A FastAPI-based service for processing medical documents and extracting patient information.
- Document OCR text reconstruction from bounding boxes
- Patient name extraction from medical documents
- Configurable settings via environment variables
- Custom exception handling
- Comprehensive test coverage (94%)
You can set up the project in two ways: using uv (recommended for local development) or using Docker.
# Clone the repository
git clone https://github.com/LavalAlexandre/docAPI.git
cd docAPI
- Python 3.13+
- uv package manager
# Install dependencies
uv sync
# Optional: Create .env file for custom configuration
cp .env.example .env
# Optional: Install pre-commit hooks
uv run pre-commit install
# Development mode (with hot reload)
uv run fastapi dev
# Production mode
uv run fastapi run src/main.py --host 0.0.0.0 --port 8000
The API will be available at http://localhost:8000
- Interactive API docs:
http://localhost:8000/docs
- Alternative docs:
http://localhost:8000/redoc
- Docker installed on your system
# Build the image
docker build -t docapi-api .
# Development mode (with hot reload)
docker run -p 8000:8000 \
-v $(pwd)/src:/app/src \
docapi-api \
fastapi dev src/main.py --host 0.0.0.0 --port 8000
# Production mode
docker run -p 8000:8000 docapi-api
# With custom environment variables
docker run -p 8000:8000 \
-e DOCAPI_ENABLE_FEMININE_TITLES=true \
docapi-api
The API will be available at http://localhost:8000
- Interactive API docs:
http://localhost:8000/docs
- Alternative docs:
http://localhost:8000/redoc
The application can be configured via environment variables.
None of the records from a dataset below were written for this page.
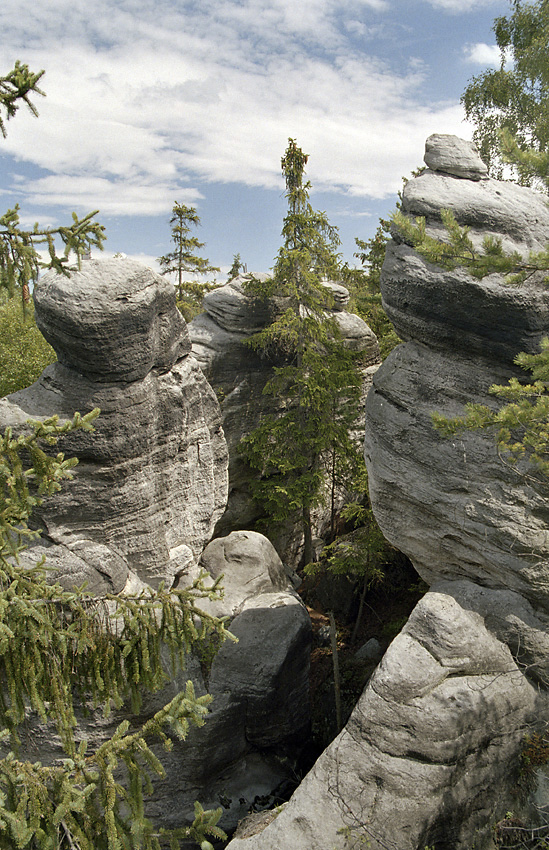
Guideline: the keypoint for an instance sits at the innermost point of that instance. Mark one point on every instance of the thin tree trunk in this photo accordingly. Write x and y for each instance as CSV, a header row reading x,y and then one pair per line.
x,y
308,554
337,683
361,603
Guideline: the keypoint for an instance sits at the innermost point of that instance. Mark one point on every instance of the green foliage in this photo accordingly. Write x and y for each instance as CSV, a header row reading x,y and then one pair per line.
x,y
20,257
456,249
24,353
20,260
60,648
236,267
183,260
318,388
17,85
515,97
521,425
364,287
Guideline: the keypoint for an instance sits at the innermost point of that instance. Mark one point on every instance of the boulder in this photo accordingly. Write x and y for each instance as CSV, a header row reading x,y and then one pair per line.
x,y
152,478
431,754
149,487
238,374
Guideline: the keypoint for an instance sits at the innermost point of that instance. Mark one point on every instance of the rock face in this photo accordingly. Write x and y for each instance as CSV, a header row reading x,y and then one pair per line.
x,y
238,376
149,487
152,478
431,753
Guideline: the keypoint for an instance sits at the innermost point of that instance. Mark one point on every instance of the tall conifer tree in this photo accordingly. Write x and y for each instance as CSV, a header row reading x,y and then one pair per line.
x,y
184,261
61,650
318,388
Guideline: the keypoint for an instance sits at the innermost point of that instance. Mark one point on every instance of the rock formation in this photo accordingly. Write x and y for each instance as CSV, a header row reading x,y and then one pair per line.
x,y
431,753
238,375
149,487
152,478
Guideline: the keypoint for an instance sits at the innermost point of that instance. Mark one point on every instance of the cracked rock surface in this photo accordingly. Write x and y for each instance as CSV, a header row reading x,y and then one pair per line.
x,y
431,754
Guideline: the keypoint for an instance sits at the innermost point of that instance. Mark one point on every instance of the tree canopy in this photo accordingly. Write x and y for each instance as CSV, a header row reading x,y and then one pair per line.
x,y
63,652
509,105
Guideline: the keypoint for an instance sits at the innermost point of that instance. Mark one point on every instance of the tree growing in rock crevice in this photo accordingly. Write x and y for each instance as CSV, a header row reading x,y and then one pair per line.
x,y
61,651
318,388
184,261
509,105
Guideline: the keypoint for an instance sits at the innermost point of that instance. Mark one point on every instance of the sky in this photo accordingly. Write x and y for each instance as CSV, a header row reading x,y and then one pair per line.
x,y
187,101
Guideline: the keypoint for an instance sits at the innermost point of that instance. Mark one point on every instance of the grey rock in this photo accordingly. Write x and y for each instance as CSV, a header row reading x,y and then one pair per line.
x,y
238,374
369,651
249,565
453,155
425,753
430,753
114,320
230,307
152,478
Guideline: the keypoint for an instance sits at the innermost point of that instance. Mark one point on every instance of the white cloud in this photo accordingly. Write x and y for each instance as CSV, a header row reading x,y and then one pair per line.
x,y
460,6
483,54
145,99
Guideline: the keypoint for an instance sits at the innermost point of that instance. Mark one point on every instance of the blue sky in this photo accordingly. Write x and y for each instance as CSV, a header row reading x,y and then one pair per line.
x,y
149,103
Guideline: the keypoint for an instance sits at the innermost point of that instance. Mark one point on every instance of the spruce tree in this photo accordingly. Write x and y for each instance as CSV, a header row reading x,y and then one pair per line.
x,y
20,262
317,389
61,651
184,260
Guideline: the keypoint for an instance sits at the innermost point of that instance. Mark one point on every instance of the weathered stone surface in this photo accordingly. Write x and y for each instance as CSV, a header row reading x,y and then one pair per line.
x,y
152,478
455,156
427,748
259,688
150,484
431,752
120,339
238,375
All variables are prefixed with DOCAPI_
.
See .env.example
for available configuration options:
DOCAPI_OCR_Y_THRESHOLD
: Y-axis threshold for word grouping (default: 0.01)DOCAPI_ENABLE_FEMININE_TITLES
: Support feminine medical titles (default: false)
# Run all tests with uv
uv run pytest
# With coverage report
uv run pytest --cov=src --cov-report=term
# With Docker
docker run --rm docapi-api pytest -v --cov=src --cov-report=term
# Run linter
uv run ruff check .
# Fix linting issues automatically
uv run ruff check --fix .
# Format code
uv run ruff format .
# Type checking
uv run mypy src
# Run all checks with validation script
./validate.sh
# Install pre-commit hooks
uv run pre-commit install
# Run manually on all files
uv run pre-commit run --all-files
src/
├── __init__.py
├── main.py # FastAPI application entry point
├── config.py # Application settings and configuration
├── exceptions.py # Custom exception classes
├── data/ # Data access layer
│ ├── documents.py # Fake document database
├── models/ # Pydantic models
│ ├── document.py # Document, Page, Word, BoundingBox models
├── operations/ # Business logic layer
│ ├── documents.py # Document processing operations
└── routers/ # API routes
├── documents.py # Document endpoints
tests/ # Test suite
├── test_config.py
├── test_operations.py
└── test_routers.py
Health check endpoint.
List all documents.
Get a specific document by ID.
Get the extracted patient name from a document.
The core feature of this API is extracting patient names from medical documents. The extraction uses a heuristic-based approach that identifies capitalized words while filtering out medical titles, honorifics, and sentence-starting words.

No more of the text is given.